7.2.7 A Biologically Plausible Implementation of the PMP

A biologically plausible neural architecture that is consistent with the PMP dynamics described by (7.1) or the model of Fig. 7.3 is described in Morasso et al. (1998). It is formulated in terms of collection of macro-neurons, each of which summarizes the activity level of a cortical column, and characterized by a nonlinear ordinary differential equation ODE, gated by the same Γ(t) function defined above. These neural ensembles can be considered “maps” because the lateral connections correspond to a semi-regular grid. The rate of change of the activity of each macro-neuron is modulated by three elements: (1) a local inhibitory input; (2) a recurrent neighboring excitatory input, due to lateral connections inside the map; and (3) another excitatory input originating from external sources. The model is consistent with what is known about the cytoarchitecture of motor cortical areas. In fact, the majority of synapses in the mammalian neocortex originate from cortical neurons. In particular, lateral connections from superficial pyramids tend to be characterized by recurrent excitation with other pyramids (about 80 % of the total), while only about 20 % of the synaptic connections are with inhibitory intra-columnar interneurons (Nicoll and Blakemore 1993). It is well known that recurrent excitation in neural networks can implement many interesting functions, like finite-state automata, associative memories, or spatiotemporal pattern formation (McCulloch and Pitts 1943; Cohen and Grossberg 1983; Hopfield 1984; Morasso et al. 1998). On the other hand, inhibitory synaptic connections are an important part of the intrinsic circuitry of the neocortex, serving to modulate the propagation of sensory information.

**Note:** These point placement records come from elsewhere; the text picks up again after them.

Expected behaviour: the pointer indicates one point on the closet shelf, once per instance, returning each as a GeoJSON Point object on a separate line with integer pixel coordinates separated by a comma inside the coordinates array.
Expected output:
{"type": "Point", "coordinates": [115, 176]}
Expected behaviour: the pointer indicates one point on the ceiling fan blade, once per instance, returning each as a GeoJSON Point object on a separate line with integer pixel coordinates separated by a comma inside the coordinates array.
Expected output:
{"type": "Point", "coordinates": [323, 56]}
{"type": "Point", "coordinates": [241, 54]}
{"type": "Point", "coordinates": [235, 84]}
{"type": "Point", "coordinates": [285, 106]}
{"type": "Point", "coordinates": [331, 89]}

More specifically, the inhibitory local field is expressed by a simple “leaky integrator.” The recurrent lateral connections are excitatory and approximately symmetric, as in Hopfield networks, thus making sure that the map is stable, i.e., has an attractor dynamics. We also assume that the pattern of lateral connectivity is acquired through a process of babbling and self-organization, thus encoding the dimensionality and topology of the sensorimotor space represented by the map. The distribution of activity throughout the map via the lateral connections is normalized by a mechanism of gating inhibition that takes into account, for each macro-neuron, the average activity of its neighbors (Reggia et al. 1992; Morasso et al. 1998). Finally, the input field, broadcasted to the map by another map or by thalamocortical projections, is channeled to a limited population of macro-neurons via a mechanism of shunting interaction that induces a cluster of activity in the neural population around the neuron that resonates with the input field.

The equilibrium states of this network architecture are characterized by clusters of activation in register with the peak of the external field, i.e., a population code matching the external input field. After a shift of the input field, corresponding to the selection of a new target, the combination of symmetric recurrent excitation, gating inhibition, and shunting interaction induces in the map an attractor dynamics characterized as follows: first, a diffusion process (which initially flattens the population code, spreading the activity pattern over a large part of the network) and, then, a re-sharpening process around the target. The combination of the two processes can be described as a moving hill, namely, the propagation of the population code towards the new target.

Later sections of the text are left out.